Push-up (one arm on stability ball)

Push-up (one arm on stability ball)

The push-up (one arm on stability ball) is a challenging variation of the classic push-up exercise that targets your chest, shoulders, triceps, and core muscles. By performing this exercise on a stability ball, you introduce an element of instability, which forces your body to engage additional muscle fibers to maintain balance and control throughout the movement. To perform the push-up (one arm on stability ball), start by kneeling on the ground with a stability ball in front of you. Place one hand on top of the ball, positioning it slightly wider than shoulder-width apart. Extend your legs behind you, balancing on your toes, so that your body forms a straight line from head to heels. Make sure to keep your core engaged throughout the exercise. Once you're in the starting position, begin the exercise by slowly lowering your upper body towards the ground while keeping your elbow close to your body. Pause briefly when your chest is just above the stability ball, and then push through your palm to extend your arm back to the starting position. Be sure to maintain control and stability throughout the movement. Adding the stability ball to the one-arm push-up not only increases the activation of your chest, shoulders, and triceps but also challenges your core muscles to work harder to maintain balance. Keep in mind that this exercise requires a certain level of upper body strength, so it's important to have a solid foundation with regular push-ups and core strengthening exercises before attempting this variation. Incorporating the push-up (one arm on stability ball) into your workout routine can help improve your upper body strength, stability, and overall muscular endurance. As with any exercise, it's crucial to maintain proper form and gradually increase the difficulty to avoid injury and maximize results.

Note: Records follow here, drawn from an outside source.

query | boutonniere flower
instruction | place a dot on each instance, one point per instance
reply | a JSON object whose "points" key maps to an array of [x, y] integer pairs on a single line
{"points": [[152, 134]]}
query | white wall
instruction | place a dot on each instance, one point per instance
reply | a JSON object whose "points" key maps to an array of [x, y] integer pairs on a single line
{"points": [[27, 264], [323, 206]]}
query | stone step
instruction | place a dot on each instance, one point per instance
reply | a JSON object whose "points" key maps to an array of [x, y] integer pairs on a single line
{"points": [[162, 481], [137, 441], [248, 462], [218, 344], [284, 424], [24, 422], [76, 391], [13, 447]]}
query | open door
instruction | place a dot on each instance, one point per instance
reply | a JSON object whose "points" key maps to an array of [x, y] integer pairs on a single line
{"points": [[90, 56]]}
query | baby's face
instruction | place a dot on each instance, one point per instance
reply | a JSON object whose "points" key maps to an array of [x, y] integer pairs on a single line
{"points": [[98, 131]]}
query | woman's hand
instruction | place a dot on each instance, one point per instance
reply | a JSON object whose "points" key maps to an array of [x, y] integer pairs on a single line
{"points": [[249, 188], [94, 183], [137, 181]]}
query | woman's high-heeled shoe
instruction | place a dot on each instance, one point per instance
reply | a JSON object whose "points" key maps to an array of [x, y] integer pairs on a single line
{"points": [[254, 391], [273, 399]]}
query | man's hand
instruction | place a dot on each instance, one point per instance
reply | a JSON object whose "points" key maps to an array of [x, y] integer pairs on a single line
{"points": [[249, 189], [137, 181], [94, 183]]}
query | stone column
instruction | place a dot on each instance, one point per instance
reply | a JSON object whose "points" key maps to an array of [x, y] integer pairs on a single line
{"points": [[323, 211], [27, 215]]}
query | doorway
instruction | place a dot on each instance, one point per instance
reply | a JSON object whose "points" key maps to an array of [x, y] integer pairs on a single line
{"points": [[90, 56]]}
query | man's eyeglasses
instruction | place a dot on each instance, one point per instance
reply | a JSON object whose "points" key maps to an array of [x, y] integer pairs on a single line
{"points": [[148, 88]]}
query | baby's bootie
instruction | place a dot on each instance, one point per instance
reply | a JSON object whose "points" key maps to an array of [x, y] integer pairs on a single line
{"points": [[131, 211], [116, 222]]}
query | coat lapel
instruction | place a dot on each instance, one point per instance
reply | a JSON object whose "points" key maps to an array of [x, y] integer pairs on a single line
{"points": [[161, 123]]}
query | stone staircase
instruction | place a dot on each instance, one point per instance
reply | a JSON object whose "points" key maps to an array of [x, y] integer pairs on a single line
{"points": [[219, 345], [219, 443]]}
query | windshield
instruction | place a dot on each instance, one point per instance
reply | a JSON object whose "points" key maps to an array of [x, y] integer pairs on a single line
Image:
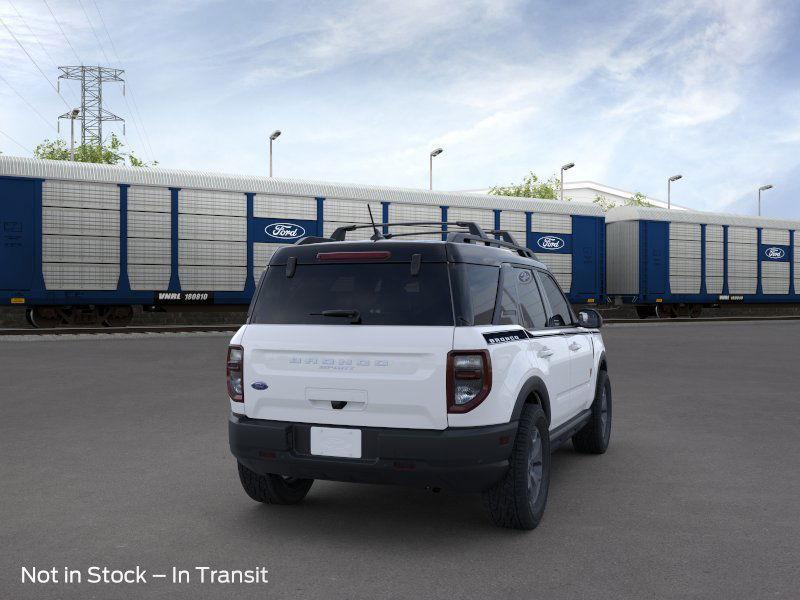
{"points": [[355, 294]]}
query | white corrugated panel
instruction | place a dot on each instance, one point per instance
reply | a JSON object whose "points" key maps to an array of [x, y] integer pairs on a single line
{"points": [[208, 227], [203, 252], [159, 177], [205, 278], [551, 223], [484, 218], [148, 277], [684, 231], [80, 276], [268, 206], [714, 284], [79, 194], [211, 202], [352, 211], [75, 248], [149, 199], [146, 251], [514, 221], [149, 225], [76, 221]]}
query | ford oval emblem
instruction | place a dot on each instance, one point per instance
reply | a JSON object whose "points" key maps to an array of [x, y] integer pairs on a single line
{"points": [[550, 242], [285, 231], [775, 253]]}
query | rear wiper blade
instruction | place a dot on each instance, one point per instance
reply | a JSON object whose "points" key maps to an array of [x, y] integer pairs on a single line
{"points": [[353, 315]]}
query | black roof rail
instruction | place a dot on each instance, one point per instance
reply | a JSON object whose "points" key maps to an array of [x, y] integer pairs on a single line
{"points": [[504, 235], [473, 234], [340, 233], [466, 238]]}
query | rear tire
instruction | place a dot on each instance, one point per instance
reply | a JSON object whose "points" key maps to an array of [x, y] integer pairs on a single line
{"points": [[595, 435], [273, 489], [518, 500]]}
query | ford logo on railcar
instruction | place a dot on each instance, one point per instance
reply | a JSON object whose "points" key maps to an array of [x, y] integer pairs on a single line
{"points": [[285, 231], [550, 242]]}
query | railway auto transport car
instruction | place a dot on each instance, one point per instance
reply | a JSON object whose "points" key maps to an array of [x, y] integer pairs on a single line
{"points": [[671, 263], [87, 242]]}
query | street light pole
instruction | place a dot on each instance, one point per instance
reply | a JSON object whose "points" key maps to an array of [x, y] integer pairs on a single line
{"points": [[72, 115], [761, 189], [436, 152], [669, 190], [564, 168], [272, 138]]}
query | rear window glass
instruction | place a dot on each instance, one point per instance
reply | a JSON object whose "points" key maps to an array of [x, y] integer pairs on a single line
{"points": [[380, 294]]}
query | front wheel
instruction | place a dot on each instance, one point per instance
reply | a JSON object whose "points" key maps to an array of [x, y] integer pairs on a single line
{"points": [[518, 500], [593, 438], [273, 489]]}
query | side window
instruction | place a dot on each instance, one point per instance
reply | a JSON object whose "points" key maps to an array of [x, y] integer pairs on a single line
{"points": [[530, 300], [562, 313], [507, 313], [474, 293]]}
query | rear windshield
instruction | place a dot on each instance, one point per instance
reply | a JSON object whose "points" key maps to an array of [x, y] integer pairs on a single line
{"points": [[369, 294]]}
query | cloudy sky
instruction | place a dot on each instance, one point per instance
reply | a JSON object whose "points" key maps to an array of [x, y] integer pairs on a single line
{"points": [[632, 92]]}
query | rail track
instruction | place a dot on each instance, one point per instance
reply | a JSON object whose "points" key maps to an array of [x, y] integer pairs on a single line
{"points": [[231, 328]]}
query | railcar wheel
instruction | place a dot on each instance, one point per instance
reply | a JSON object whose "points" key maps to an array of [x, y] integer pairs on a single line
{"points": [[117, 316], [44, 316]]}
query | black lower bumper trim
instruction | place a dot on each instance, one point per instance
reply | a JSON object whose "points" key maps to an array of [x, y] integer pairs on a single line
{"points": [[466, 459]]}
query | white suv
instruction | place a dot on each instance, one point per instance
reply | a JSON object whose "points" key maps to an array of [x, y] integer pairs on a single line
{"points": [[454, 364]]}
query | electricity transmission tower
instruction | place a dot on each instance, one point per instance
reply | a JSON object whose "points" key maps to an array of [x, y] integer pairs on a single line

  • Start by placing a stability ball on the floor.
  • Position yourself facing down with your hands on the floor and the ball under one of your hands.
  • Extend your legs straight behind you with your toes on the floor, supporting your body weight on your toes and the hand on the ball.
  • Your body should be in a straight line from head to toe.
  • Engage your core muscles and keep your back straight throughout the exercise.
  • Slowly lower your body by bending your elbow and keeping your arm close to your torso.
  • Lower yourself until your chest is just above the floor or until you reach a comfortable position.
  • Push yourself back up to the starting position by extending your elbow.
  • Repeat the exercise for the desired number of repetitions and then switch the stability ball to the other hand.

Tips & Tricks

  • Focus on core stabilization by engaging your abs and glutes throughout the movement.
  • Maintain proper form by ensuring that your shoulder, hip, and ankle are in a straight line.
  • Start with a stable surface and gradually progress to performing the exercise on a stability ball.
  • To target your chest and triceps more, place your hand closer to the center of the ball.
  • Challenge your stability and strength by lifting one leg off the ground while performing the exercise.
  • Breathe out as you push up and breathe in as you lower yourself down to maximize efficiency.
  • Avoid arching your lower back or rounding your shoulders; keep a neutral spine position.
  • Warm up your upper body with dynamic stretches and mobility exercises before attempting this exercise.
  • To progress further, add resistance by using a weighted vest or placing your feet on an elevated surface.
  • Listen to your body and take breaks if needed; gradual progression is key to avoid injury.